“Well,” said I, “I always thought Father Hamon something less wise than Father Benedict: at least, Father Benedict chides me, and Father Hamon gives me neither blame nor commendation. But, Margaret, I do not understand thy strange sayings in any wise. Surely thou knowest what is the Church?”

“I know what it is not,” saith she; “and that is Father Hamon, or Father Benedict, or Father Anything-Else. Christ and they that are Christ’s—the Head and the Body, the Bridegroom and the Bride: behold the Church, and behold her Priest and Confessor!”

“Margaret,” saith Mother Alianora, “who taught thee that? Where didst thou hear such learning?”

She did not speak chidingly, but only as if she desired information. I was surprised she was not more severe, for truly I never heard such talk, and I was sorely afraid for my poor Margaret, lest some evil thing had got hold of her—maybe the Devil himself in the likeness of some Sister in her old convent.

A wave of pain swept over Margaret’s eyes when Mother Alianora said that, and a dreamy look of calm came and chased it thence.

“Where?” she said. “In the burning fiery furnace, heated seven times hotter than its wont.
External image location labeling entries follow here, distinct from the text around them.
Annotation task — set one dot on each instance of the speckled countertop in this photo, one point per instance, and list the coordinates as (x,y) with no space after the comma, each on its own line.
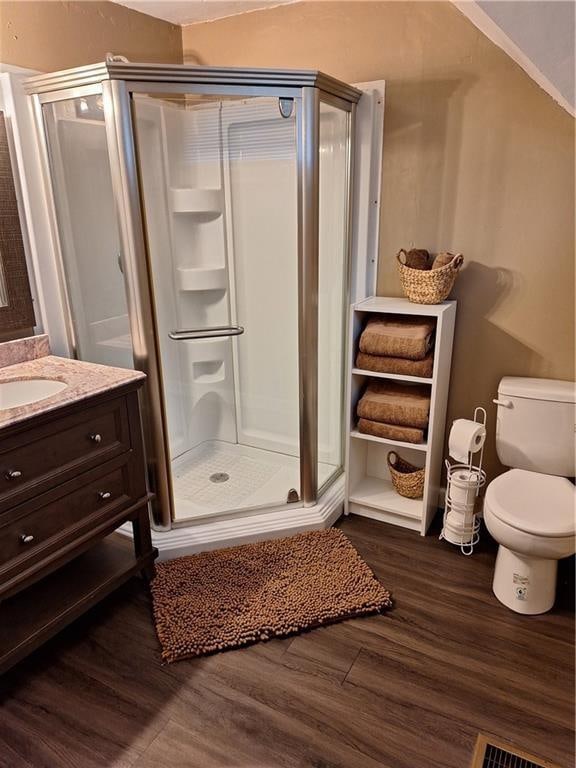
(84,380)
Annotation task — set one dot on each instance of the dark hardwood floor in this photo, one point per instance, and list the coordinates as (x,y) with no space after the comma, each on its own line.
(410,689)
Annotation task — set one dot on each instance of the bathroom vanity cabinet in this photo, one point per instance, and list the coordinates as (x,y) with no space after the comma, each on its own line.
(68,478)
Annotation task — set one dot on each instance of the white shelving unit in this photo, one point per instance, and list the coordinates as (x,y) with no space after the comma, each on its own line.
(369,490)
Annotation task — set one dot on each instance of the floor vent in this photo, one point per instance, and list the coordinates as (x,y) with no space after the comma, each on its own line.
(490,752)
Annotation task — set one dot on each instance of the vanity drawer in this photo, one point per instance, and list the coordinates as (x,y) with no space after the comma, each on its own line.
(41,457)
(59,516)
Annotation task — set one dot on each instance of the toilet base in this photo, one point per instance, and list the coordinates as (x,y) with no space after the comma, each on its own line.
(524,584)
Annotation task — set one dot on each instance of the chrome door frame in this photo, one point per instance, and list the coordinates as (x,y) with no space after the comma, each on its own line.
(121,140)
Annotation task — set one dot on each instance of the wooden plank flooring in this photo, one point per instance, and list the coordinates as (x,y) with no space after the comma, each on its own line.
(410,689)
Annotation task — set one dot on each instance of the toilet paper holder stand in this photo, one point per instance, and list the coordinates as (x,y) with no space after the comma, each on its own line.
(461,525)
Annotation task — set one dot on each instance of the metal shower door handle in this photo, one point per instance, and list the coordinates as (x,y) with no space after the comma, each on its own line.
(207,333)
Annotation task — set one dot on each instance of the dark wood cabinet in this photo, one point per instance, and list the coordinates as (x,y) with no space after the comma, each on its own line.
(68,479)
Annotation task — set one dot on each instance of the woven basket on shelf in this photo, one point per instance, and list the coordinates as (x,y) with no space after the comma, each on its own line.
(428,286)
(407,479)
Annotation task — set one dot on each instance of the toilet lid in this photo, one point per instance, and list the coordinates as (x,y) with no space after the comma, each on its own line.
(535,503)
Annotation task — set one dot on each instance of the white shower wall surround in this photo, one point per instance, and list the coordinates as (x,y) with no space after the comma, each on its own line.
(220,213)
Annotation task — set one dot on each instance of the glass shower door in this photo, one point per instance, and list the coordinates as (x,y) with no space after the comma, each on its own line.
(218,181)
(334,134)
(88,229)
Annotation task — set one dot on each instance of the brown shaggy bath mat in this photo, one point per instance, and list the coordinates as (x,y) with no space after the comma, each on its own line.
(233,597)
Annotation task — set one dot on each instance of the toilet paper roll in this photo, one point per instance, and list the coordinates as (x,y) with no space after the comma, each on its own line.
(463,487)
(466,436)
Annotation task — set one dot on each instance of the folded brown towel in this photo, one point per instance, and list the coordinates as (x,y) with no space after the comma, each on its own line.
(398,336)
(391,431)
(393,403)
(399,365)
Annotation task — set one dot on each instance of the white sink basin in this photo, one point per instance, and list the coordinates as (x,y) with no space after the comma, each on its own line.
(26,391)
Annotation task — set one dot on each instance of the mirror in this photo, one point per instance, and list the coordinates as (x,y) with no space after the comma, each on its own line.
(16,307)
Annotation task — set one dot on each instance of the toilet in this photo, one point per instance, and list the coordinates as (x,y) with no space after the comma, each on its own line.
(531,509)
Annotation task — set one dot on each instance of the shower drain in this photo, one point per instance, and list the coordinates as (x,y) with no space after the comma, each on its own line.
(219,477)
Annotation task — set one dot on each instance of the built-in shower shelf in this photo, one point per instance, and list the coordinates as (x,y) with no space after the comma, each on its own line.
(202,279)
(205,202)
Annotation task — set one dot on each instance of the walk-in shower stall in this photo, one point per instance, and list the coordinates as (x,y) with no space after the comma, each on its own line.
(202,217)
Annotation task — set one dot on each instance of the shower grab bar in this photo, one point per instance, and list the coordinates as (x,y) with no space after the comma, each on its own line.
(207,333)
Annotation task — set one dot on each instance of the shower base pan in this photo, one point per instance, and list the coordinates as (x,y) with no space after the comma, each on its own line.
(222,478)
(212,525)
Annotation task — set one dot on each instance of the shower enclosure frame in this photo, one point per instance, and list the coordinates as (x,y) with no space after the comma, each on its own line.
(117,82)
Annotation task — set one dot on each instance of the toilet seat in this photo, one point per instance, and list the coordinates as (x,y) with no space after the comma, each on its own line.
(542,505)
Of whom? Verily, I think, of that Fourth that walked there, who was the Son of God. He walks oftener, methinks, in the fiery furnace with His martyrs, than in the gilded galleries with the King Nebuchadnezzar and his princes. At least I have oftener found Him there.”

She seemed as if she lost herself in thought, until Mother Alianora saith, in her soft, faint voice—“Go on, my child.”

Margaret roused up as if she were awoke from sleep.

“Well!” she said, “nothing happened to me, as you may well guess, for the years of childhood that followed, when I was learning to read, write, and illuminate, to sew, embroider, cook, and serve in various ways. My Lady Prioress found that I had a wit at devising patterns and such like, so I was kept mainly to the embroidery and painting: being first reminded that it was not for mine own enjoyment, but that I should so best serve the Order. I took the words and let them drop, and I took the work and delighted in it. So matters went until I was a maid of seventeen years. And then something else came into my life.”

I asked, “What was it?” for she had paused. But her next words were not an answer.